Modern heir to the Hudson River tradition
DAVID COUGHTRY's painting,``North Elba'' has nothing to do with the island of Napoleon's exile, being rather a locality in the Adirondack Mountains of New York State. North Elba is now hardly more than a place-name, whatever it may have been in the years when it was first settled and thriving. It is near the heart and the greatest heights of this singular clump of mountains, part of no chain but sufficient unto itself - complete with an intricate system of lakes, ponds, springs, streams, rivers, valleys, plateaus, and foothills.
This painting takes place in a plateau meadow facing what we Adirondackers call the High Peaks. I use the phrase ``takes place'' deliberately, because landscapes in these mountains are dramatic ``happenings'' as often as they are ``views.'' The artist takes full advantage of the coming together of the activities in the scene. The mood is exciting but not threatening.
The heavy Adirondack clouds muffle those High Peaks, the chief of which is Mt. Marcy - the highest mountain in the state. The Indians knew it more poetically as Tahawus, the Cloud-Splitter. In all seasons, these clouds snuggle down in the valleys, throwing scarfs of mist over the summits rising up into the sky. In some years the vast water system of these mountains produces clouds and rain for the area alone, while surrounding parts remain dry and sunny.

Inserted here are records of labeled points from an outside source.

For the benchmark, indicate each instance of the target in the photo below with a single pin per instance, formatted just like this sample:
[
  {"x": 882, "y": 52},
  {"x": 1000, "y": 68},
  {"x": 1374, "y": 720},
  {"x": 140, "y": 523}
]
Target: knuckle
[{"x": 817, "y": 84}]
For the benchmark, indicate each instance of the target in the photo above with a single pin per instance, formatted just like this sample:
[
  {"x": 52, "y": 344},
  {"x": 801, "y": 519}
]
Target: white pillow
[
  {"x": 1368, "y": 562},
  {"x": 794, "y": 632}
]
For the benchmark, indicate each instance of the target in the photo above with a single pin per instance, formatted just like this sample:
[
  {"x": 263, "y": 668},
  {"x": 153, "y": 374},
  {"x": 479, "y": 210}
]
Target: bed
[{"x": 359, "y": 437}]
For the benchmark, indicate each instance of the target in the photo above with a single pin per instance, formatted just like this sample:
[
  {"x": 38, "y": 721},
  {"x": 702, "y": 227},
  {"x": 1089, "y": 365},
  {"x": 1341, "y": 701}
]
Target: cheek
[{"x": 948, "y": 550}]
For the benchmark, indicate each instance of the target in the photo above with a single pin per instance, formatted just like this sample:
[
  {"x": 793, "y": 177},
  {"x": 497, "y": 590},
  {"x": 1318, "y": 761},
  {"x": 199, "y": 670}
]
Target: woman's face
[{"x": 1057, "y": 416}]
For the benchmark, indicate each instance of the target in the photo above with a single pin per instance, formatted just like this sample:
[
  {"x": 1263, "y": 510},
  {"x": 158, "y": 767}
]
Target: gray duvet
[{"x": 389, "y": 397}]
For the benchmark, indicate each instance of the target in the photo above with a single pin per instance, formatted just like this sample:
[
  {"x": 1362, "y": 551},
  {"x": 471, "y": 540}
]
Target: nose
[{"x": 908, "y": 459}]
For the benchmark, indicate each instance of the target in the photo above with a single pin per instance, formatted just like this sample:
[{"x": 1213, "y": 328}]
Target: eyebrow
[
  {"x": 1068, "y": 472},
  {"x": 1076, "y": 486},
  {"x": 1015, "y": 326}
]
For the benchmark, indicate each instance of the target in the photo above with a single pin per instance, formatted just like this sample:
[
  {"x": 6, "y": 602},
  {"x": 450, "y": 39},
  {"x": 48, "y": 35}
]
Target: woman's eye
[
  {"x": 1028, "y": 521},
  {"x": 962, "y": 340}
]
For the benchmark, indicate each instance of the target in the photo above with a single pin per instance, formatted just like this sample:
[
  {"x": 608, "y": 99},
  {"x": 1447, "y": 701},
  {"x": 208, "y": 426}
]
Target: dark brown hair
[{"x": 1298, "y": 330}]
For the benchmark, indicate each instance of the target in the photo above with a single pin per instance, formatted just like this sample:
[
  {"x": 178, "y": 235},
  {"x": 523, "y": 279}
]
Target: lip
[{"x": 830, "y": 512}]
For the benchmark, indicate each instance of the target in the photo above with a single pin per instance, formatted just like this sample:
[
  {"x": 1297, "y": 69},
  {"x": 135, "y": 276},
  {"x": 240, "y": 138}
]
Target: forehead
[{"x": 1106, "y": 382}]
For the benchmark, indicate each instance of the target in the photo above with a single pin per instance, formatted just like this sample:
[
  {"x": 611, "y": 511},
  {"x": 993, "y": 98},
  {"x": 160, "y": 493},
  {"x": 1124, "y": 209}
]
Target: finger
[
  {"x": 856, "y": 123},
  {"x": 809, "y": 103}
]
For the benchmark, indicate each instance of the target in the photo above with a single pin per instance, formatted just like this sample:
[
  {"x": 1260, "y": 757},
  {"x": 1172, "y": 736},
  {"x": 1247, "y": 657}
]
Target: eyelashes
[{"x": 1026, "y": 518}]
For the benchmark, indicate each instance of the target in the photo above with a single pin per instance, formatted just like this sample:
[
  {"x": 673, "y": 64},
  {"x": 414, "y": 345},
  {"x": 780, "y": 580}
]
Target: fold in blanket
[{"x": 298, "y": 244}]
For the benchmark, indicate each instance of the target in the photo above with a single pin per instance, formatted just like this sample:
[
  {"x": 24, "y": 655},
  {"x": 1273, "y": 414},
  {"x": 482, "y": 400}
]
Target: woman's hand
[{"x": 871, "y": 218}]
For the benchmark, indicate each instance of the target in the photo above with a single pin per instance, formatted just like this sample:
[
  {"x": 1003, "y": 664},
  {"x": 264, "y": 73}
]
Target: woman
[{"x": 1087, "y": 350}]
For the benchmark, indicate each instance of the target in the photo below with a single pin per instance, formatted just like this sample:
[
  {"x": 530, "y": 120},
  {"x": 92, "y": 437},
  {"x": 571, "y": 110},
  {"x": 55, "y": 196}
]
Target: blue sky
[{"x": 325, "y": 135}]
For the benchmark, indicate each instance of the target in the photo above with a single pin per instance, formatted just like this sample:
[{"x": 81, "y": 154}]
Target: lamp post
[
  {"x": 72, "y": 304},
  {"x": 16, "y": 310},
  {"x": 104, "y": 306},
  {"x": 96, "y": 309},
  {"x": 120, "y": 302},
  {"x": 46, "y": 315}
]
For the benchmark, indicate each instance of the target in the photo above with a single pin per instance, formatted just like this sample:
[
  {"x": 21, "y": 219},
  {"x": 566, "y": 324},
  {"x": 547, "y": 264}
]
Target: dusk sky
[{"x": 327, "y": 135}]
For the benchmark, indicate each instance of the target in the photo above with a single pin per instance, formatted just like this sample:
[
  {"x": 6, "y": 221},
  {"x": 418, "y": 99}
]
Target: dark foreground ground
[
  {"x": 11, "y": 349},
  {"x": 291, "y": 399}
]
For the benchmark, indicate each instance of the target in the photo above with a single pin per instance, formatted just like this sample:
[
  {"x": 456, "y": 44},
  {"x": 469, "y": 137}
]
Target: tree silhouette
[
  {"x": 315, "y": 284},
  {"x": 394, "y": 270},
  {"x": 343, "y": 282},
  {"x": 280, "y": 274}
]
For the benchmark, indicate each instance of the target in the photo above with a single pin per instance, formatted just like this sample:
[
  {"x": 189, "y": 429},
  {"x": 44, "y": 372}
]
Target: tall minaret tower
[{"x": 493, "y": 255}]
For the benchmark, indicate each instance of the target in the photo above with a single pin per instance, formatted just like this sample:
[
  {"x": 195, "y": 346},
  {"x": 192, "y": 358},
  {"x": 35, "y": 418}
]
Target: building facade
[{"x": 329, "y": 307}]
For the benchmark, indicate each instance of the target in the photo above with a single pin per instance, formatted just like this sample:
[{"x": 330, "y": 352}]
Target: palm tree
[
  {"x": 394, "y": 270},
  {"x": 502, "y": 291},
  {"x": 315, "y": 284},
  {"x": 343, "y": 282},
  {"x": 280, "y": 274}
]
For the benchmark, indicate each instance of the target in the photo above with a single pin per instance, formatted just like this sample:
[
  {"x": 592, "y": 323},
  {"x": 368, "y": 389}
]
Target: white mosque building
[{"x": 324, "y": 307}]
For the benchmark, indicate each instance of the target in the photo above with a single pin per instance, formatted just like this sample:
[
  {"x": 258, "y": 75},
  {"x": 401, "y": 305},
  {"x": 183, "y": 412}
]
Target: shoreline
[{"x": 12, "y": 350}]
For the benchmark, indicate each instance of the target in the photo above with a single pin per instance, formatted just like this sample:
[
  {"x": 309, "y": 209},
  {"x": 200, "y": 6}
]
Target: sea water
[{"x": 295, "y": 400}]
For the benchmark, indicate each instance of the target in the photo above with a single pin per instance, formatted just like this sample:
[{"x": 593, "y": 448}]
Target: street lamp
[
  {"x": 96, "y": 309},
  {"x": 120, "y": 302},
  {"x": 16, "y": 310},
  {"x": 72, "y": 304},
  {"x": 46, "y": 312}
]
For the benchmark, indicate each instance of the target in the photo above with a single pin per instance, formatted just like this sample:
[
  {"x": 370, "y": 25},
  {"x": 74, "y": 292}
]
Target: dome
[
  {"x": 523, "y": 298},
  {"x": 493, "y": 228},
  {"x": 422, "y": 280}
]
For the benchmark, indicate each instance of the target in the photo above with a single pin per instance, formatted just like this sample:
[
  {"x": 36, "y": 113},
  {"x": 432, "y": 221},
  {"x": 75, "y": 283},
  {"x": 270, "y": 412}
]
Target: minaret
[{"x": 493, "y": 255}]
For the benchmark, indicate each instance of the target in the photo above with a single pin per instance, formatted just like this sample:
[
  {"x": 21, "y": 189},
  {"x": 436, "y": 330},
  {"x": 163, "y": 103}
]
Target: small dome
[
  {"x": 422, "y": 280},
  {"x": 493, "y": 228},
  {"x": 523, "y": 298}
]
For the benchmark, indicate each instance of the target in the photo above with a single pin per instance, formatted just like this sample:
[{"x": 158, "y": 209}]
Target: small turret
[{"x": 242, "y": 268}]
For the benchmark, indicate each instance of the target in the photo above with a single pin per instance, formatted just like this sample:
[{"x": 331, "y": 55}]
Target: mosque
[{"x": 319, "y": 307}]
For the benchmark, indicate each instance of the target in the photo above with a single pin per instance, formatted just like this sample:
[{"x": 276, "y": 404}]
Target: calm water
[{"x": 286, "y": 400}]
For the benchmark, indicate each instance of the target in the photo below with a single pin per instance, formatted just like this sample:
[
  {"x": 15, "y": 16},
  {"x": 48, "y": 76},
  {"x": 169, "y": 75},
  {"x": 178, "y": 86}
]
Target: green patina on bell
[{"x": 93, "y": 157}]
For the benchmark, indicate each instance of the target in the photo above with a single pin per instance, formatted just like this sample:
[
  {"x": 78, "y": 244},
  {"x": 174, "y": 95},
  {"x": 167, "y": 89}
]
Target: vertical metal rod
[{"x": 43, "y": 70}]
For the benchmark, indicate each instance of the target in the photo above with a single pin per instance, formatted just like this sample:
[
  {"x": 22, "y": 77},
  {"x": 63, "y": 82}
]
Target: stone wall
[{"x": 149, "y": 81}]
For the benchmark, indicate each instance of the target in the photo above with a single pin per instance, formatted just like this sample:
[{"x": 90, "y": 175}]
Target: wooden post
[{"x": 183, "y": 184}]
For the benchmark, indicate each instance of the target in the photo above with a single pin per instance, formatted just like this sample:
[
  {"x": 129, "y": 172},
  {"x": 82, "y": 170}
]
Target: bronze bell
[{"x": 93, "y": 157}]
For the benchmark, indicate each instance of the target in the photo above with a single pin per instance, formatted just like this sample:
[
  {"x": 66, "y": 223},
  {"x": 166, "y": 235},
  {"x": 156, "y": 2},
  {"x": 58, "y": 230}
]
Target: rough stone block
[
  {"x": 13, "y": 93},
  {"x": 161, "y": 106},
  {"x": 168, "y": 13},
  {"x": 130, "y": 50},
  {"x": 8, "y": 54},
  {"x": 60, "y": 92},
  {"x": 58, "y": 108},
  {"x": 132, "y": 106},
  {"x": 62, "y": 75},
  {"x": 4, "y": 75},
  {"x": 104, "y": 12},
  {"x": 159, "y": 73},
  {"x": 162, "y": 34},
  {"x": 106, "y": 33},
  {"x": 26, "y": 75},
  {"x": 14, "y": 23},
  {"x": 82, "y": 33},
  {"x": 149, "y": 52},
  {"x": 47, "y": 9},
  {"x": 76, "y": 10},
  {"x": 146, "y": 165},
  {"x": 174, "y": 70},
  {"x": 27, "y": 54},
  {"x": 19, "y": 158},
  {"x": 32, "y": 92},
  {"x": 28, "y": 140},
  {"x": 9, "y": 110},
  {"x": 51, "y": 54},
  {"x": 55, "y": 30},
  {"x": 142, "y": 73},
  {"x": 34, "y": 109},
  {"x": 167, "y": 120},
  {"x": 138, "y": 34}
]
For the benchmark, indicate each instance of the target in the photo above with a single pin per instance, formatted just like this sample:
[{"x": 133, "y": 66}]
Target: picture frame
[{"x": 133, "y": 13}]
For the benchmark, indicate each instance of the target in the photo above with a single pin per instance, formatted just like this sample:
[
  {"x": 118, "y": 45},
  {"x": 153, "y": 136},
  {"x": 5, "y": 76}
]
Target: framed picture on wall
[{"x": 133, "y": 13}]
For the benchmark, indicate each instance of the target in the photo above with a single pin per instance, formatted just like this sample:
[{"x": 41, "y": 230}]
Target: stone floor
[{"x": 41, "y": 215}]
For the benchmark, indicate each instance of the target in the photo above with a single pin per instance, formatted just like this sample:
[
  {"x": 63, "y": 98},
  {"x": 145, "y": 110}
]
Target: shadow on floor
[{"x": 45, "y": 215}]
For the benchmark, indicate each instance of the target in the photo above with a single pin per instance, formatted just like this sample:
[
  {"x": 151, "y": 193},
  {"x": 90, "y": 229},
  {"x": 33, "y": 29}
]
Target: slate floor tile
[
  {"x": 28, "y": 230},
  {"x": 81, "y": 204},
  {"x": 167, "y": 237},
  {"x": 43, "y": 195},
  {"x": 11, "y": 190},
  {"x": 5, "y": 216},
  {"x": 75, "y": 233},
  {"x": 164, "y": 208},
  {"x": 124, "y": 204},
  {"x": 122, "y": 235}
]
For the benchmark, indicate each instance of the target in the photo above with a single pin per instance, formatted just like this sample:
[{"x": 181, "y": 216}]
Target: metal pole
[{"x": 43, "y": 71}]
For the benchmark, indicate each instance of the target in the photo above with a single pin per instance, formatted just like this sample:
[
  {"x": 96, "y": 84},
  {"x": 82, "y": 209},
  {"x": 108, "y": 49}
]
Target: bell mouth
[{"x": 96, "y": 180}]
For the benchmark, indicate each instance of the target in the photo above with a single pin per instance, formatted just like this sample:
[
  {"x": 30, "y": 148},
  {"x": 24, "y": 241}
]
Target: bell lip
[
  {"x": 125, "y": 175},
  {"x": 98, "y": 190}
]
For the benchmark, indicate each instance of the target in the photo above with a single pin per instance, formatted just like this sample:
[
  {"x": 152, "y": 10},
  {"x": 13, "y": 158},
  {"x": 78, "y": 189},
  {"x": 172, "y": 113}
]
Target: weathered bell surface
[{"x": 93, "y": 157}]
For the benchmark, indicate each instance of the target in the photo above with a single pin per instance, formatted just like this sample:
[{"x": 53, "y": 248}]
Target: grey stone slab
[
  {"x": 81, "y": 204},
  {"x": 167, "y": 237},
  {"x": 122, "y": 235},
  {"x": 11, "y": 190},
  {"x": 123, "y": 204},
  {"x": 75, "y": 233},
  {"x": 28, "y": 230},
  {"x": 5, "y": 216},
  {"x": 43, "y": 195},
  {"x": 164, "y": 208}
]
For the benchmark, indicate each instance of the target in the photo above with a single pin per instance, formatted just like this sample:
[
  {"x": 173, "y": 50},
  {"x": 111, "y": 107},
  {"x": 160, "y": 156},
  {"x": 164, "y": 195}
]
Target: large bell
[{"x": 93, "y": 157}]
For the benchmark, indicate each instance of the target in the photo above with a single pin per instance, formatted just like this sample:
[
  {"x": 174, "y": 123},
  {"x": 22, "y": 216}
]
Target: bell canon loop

The strong breeze blowing over the long grasses in the foreground indicates that these are lowering clouds that presage another rain shower. One feels that in a short while even the clearly defined formation in the center of the canvas, known as the Whale Tail, will become invisible to us as the storm rolls in.
The canvas is sizable, giving the viewer enough space to enter easily into the landscape. It is painted in very close color harmony with little contrast between the greens of the foreground and middle ground, a meadow that is also known locally as the Plains of Abraham, and the blue-lavender-gray mountains and sky.
While the effect is of a very simple color scheme, Coughtry uses a full range of pigments - red, yellow, blue, green and violet. ``I use every color except black,'' he says simply. These are skillfully blended into the entirely natural effect of his landscape.
Coughtry knows the Adirondacks intimately. He has hiked its forbiddingly wild trails since the age of 12. This painting is the outcome of six weeks spent sketching the region. Every day he went out to make numerous watercolors and gouaches. Out of these come large oil paintings such as this one.
This method is, one might say, fairly standard to landscape painters as a whole wherever they are found.
Coughtry says of his work, ``I paint until the vision crystallizes.'' This is certainly different from the early Hudson River painters, who many times composed their paintings according to academic formulas.
The Hudson River artists spooned in natural, previously drawn-from-life elements with certain ideographic or symbolic meanings intended to uplift the viewer with a transcendent sense of the sublime in nature. Their rendering was tight and detailed.
Coughtry's painting gives a sense of optical freedom such as we might experience standing knee-deep in those breeze-blown grasses.
His impulses in ``North Elba'' are juxtapositions of ``isolation and barrenness'' against ``beauty and purity.'' The painting tells us there are still wild places preserved for those who have the need for the primal loveliness and force of unspoiled nature.
For me, the painting breathes a prayer that such scenes will so remain for other landscape painters a century hence. These artists will be able to look back to our present-day painters as well as to the Hudson River School. They will have two centuries of American landscape painting behind them, appreciating the David Coughtrys of this century as he values the Hudson River School, continually adding to a great tradition of American art.